Speaking again of the Davis case, the Court will hear an argument in November on another criminal law case, Smith v. Cain, which also touches upon the issue of eyewitness identification in a murder case. You don't have to look hard in Smith to see the echoes of Davis. In Smith, Louisiana prosecutors reportedly failed to disclose to defense attorneys at trial that:
the key witness had made numerous conflicting statements to the police concerning his ability to identify any of the perpetrators.

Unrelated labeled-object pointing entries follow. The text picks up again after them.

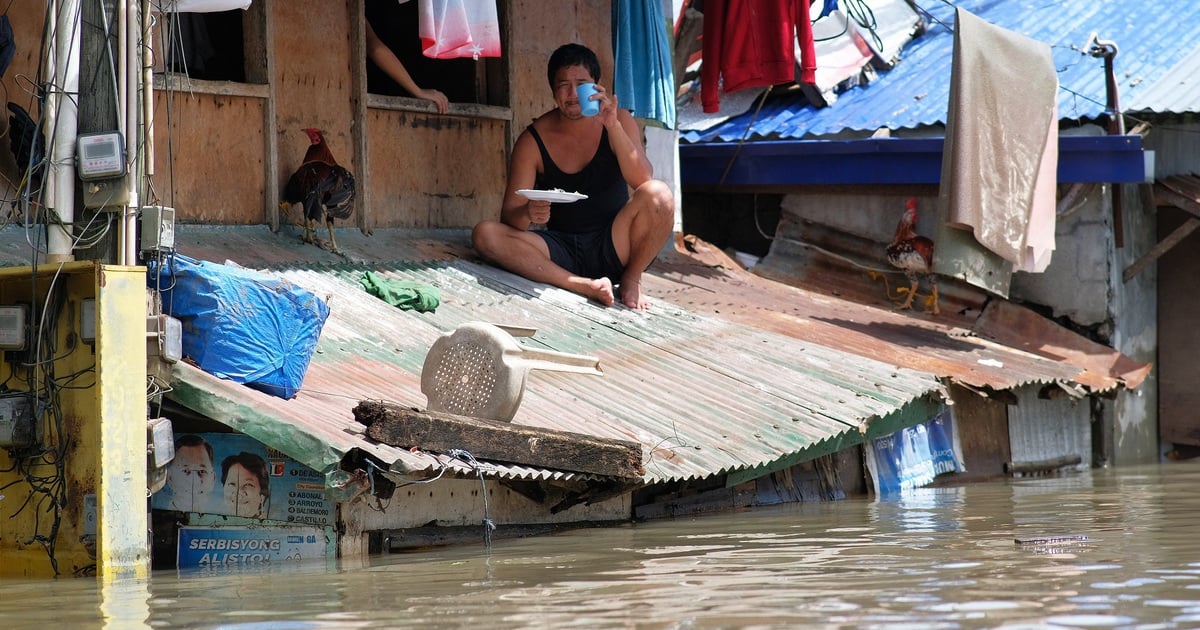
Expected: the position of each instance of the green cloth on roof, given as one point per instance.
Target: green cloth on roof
(402, 293)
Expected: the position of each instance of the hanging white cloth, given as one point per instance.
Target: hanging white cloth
(198, 6)
(1002, 142)
(453, 29)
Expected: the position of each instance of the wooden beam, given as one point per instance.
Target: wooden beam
(1179, 192)
(502, 442)
(1163, 246)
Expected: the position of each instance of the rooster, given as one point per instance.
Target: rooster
(915, 255)
(322, 186)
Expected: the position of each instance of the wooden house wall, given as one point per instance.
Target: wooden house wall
(27, 19)
(222, 151)
(210, 156)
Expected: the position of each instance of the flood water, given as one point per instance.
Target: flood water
(934, 558)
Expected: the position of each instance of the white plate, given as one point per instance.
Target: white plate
(561, 197)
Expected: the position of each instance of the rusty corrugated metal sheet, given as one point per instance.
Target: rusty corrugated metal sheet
(994, 346)
(726, 372)
(703, 394)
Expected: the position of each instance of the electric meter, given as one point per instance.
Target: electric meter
(101, 155)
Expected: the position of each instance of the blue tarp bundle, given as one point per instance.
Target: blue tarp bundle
(241, 324)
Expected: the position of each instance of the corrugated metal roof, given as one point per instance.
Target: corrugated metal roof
(702, 390)
(1157, 65)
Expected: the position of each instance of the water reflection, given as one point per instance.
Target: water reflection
(931, 558)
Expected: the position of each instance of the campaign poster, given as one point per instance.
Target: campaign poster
(913, 456)
(233, 474)
(243, 546)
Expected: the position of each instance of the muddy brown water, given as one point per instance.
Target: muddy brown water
(1104, 549)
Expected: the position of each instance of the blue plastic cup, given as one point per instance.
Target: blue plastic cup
(585, 90)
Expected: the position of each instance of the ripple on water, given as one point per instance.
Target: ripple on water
(1090, 621)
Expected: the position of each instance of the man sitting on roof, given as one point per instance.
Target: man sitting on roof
(598, 246)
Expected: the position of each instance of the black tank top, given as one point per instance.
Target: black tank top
(600, 179)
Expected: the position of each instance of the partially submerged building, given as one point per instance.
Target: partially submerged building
(738, 389)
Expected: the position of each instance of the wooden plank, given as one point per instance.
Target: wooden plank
(1174, 191)
(503, 442)
(1163, 246)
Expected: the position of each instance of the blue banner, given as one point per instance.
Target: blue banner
(239, 546)
(913, 456)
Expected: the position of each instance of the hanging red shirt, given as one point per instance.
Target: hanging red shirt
(751, 43)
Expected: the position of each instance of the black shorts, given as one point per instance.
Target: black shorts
(585, 253)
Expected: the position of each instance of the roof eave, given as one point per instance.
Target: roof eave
(887, 161)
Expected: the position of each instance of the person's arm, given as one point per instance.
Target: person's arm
(516, 210)
(625, 139)
(389, 63)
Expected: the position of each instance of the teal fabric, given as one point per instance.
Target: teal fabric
(643, 79)
(403, 294)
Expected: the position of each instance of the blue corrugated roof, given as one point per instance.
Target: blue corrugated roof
(1156, 67)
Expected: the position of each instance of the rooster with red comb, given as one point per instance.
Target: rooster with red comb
(913, 253)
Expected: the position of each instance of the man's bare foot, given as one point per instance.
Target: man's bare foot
(600, 289)
(631, 294)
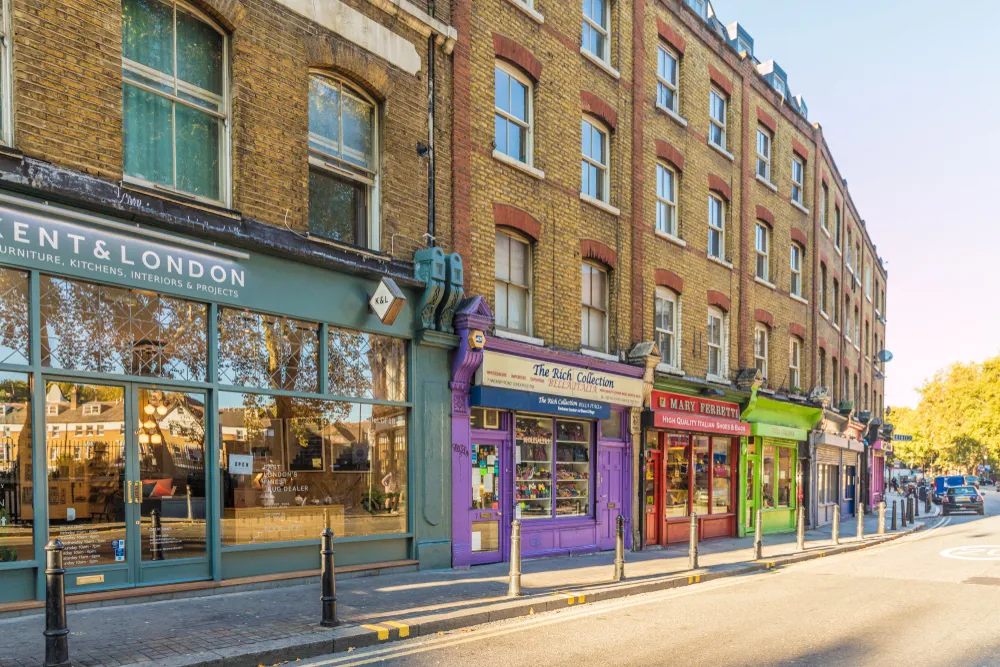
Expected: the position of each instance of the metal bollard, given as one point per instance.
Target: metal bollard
(328, 593)
(693, 543)
(800, 528)
(758, 536)
(157, 546)
(620, 549)
(514, 590)
(56, 633)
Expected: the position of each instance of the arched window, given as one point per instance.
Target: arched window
(175, 99)
(343, 162)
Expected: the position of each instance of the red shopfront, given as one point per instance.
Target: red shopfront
(692, 445)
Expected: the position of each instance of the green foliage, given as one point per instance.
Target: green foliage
(957, 421)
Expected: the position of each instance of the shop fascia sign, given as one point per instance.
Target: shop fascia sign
(555, 379)
(117, 252)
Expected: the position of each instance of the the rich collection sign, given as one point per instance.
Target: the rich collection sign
(545, 377)
(38, 241)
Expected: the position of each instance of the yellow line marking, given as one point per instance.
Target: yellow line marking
(383, 633)
(404, 629)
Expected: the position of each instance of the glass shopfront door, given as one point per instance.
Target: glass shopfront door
(126, 482)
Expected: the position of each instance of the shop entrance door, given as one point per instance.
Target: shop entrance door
(126, 483)
(489, 528)
(850, 487)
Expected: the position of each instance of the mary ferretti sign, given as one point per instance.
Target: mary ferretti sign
(545, 377)
(137, 259)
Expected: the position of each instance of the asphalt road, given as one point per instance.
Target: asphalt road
(911, 602)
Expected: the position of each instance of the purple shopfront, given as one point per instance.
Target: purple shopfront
(538, 435)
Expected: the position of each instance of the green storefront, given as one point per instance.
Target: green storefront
(770, 472)
(176, 409)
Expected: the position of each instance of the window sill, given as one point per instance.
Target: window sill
(517, 164)
(720, 150)
(604, 206)
(669, 370)
(761, 281)
(519, 337)
(671, 238)
(598, 355)
(530, 11)
(721, 262)
(768, 184)
(673, 114)
(594, 58)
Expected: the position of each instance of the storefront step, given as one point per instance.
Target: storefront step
(205, 588)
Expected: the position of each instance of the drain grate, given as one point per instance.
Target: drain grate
(983, 581)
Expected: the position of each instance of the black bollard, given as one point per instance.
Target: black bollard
(56, 633)
(328, 595)
(157, 546)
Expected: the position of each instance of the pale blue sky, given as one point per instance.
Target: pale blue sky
(906, 92)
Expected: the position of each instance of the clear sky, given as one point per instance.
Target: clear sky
(907, 94)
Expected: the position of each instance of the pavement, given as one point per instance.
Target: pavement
(269, 626)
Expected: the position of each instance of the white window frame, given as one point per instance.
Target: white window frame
(720, 349)
(604, 27)
(798, 186)
(764, 158)
(529, 113)
(760, 340)
(795, 363)
(588, 307)
(371, 179)
(664, 294)
(673, 86)
(514, 238)
(668, 206)
(717, 122)
(762, 236)
(795, 267)
(720, 229)
(603, 168)
(225, 103)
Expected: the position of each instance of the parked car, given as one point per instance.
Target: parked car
(962, 499)
(942, 482)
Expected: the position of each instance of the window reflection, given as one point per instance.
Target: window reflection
(16, 488)
(289, 466)
(104, 329)
(268, 351)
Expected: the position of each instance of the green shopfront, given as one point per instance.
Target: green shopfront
(770, 470)
(176, 410)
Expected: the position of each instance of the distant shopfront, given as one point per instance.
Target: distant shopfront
(177, 410)
(547, 442)
(770, 470)
(691, 449)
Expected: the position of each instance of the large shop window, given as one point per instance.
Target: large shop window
(544, 445)
(343, 174)
(175, 100)
(290, 465)
(104, 329)
(16, 487)
(697, 475)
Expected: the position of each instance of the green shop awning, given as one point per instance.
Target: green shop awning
(780, 419)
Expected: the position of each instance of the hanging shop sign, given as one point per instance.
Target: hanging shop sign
(554, 379)
(387, 301)
(526, 401)
(117, 252)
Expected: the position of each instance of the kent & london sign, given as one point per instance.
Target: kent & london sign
(39, 241)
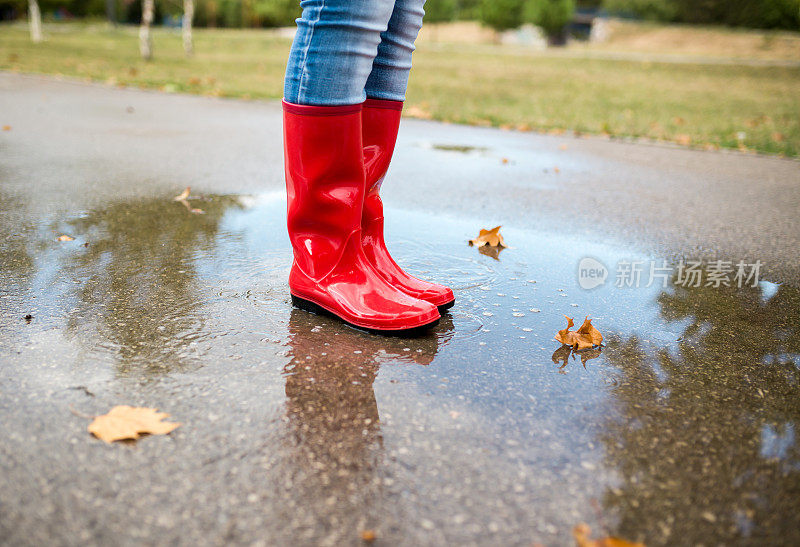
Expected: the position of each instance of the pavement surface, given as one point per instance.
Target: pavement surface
(299, 430)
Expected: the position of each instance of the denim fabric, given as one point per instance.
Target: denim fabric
(346, 50)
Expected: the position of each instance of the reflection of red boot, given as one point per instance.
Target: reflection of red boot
(381, 120)
(325, 188)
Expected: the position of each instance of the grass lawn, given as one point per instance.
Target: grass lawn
(730, 106)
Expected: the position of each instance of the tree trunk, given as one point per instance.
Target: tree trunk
(35, 21)
(186, 27)
(145, 39)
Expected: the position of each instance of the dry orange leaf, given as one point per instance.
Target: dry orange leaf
(128, 422)
(585, 337)
(488, 237)
(183, 195)
(582, 534)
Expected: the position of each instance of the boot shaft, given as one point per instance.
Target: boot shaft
(325, 182)
(380, 122)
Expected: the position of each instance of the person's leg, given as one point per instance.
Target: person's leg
(385, 90)
(389, 76)
(333, 50)
(330, 61)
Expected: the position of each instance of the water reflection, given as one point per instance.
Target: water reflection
(18, 265)
(705, 440)
(335, 450)
(138, 297)
(562, 355)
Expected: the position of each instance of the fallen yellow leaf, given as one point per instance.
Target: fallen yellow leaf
(127, 422)
(488, 237)
(582, 532)
(585, 337)
(183, 195)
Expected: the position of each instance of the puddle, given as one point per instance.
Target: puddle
(681, 429)
(462, 148)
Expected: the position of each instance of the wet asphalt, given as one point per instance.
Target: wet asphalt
(682, 430)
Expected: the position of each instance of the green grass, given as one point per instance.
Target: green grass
(710, 106)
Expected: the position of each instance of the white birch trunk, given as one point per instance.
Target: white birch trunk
(145, 39)
(35, 21)
(186, 27)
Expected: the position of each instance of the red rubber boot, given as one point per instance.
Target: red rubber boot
(325, 189)
(380, 122)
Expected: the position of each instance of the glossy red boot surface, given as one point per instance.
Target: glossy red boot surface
(380, 122)
(325, 187)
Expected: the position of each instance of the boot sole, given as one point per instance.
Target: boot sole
(312, 307)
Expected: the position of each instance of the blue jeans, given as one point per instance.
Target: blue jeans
(347, 50)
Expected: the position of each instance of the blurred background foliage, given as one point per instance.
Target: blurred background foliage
(551, 15)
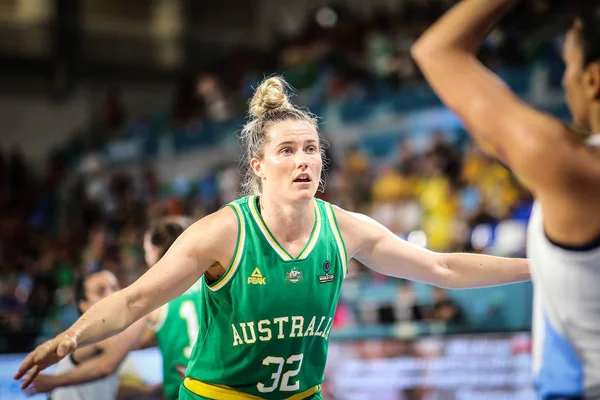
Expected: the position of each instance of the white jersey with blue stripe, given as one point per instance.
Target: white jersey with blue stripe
(566, 315)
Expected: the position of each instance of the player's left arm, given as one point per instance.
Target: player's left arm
(520, 136)
(379, 249)
(115, 349)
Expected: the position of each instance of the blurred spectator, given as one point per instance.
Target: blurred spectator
(444, 309)
(405, 308)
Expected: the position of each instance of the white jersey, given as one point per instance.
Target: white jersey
(102, 389)
(566, 314)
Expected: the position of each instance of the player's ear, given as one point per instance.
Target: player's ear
(257, 167)
(592, 80)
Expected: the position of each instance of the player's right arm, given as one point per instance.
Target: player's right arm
(114, 351)
(210, 240)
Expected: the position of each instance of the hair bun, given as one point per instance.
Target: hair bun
(270, 95)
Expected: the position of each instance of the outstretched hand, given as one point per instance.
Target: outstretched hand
(45, 355)
(41, 384)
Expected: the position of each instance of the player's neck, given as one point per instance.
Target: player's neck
(595, 124)
(288, 221)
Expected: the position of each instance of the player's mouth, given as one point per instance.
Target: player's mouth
(303, 178)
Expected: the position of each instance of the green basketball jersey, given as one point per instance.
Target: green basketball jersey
(265, 324)
(176, 332)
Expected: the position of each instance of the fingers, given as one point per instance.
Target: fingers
(30, 377)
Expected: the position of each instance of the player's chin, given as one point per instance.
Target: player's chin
(304, 193)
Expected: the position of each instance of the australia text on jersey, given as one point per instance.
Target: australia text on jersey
(283, 329)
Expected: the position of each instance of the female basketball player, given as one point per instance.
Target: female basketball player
(281, 254)
(561, 170)
(91, 372)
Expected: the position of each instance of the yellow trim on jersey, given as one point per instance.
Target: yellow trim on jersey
(235, 262)
(271, 240)
(223, 392)
(338, 238)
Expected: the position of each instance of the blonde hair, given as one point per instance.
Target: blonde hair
(269, 105)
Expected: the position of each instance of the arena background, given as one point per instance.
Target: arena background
(114, 113)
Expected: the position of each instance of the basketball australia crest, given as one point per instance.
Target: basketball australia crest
(293, 276)
(327, 277)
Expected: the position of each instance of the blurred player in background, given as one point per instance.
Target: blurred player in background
(90, 373)
(562, 171)
(174, 326)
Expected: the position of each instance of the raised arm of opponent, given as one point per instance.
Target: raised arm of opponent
(551, 160)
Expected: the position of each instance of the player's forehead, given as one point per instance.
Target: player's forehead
(292, 132)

Their newly disclosed materials included statements by other witnesses casting doubt on the key witness' testimony, a statement by an apparent perpetrator seemingly denying petitioner's involvement; a statement by a firearms examiner that contradicted his trial testimony implying that petitioner was one of the shooters; and a confession from another individual.
And what did the state trial court judge and the Louisiana Supreme Court do when confronted with this new evidence? Nothing. Even though Juan Smith was the only person ever tried for the crime, and even though the High Court in Brady v. Maryland requires prosecutors to share exculpatory evidence before trial, the state courts let Smith's conviction stand. Unlike Davis, Smith was not sentenced to death for his role in the crime. But if the justices want to do something about the systemic procedural failures which marked the Davis case, they will lend a hand to Smith.
Finally, another interesting Fourth Amendment case worth mentioning here is United States v. Jones in which the justices will consider whether police can put a GPS tracking device on a person's car without a warrant and without the target's knowledge or consent. The oral argument in Jones, scheduled for November 8, ought to be fascinating as the Luddite-like justices take up a case at the intersection of technology and the Fourth Amendment. I can just hear Justice Antonin Scalia's rib-tickling hypothetical now. And I can picture in my mind's eye the 6-3 vote in favor of the government and against Antoine Jones, whose drug conviction and life sentence were overturned by the lower federal appeals court.
We see in each of these cases the Court's perennial struggle to balance rights and responsibilities within the criminal justice system. One such early test comes today, when the justices during their conference take up the case of Duane Buck, the condemned Texas man whose execution they stayed two weeks ago. The justices now have to decide whether they will accept Buck's case for review, whether they will seek to hold Texas to its word a decade ago that Buck would get a new sentencing trial after his first one was tainted by unconstitutionally racial testimony.
The justices may have been eerily silent last Wednesday night when they turned down Troy Davis' last appeal. But, as the early docket indicates, they won't be able to stay quiet for long on the legal issues he raised, at home and around the world -- the ones that didn't die with him, that is.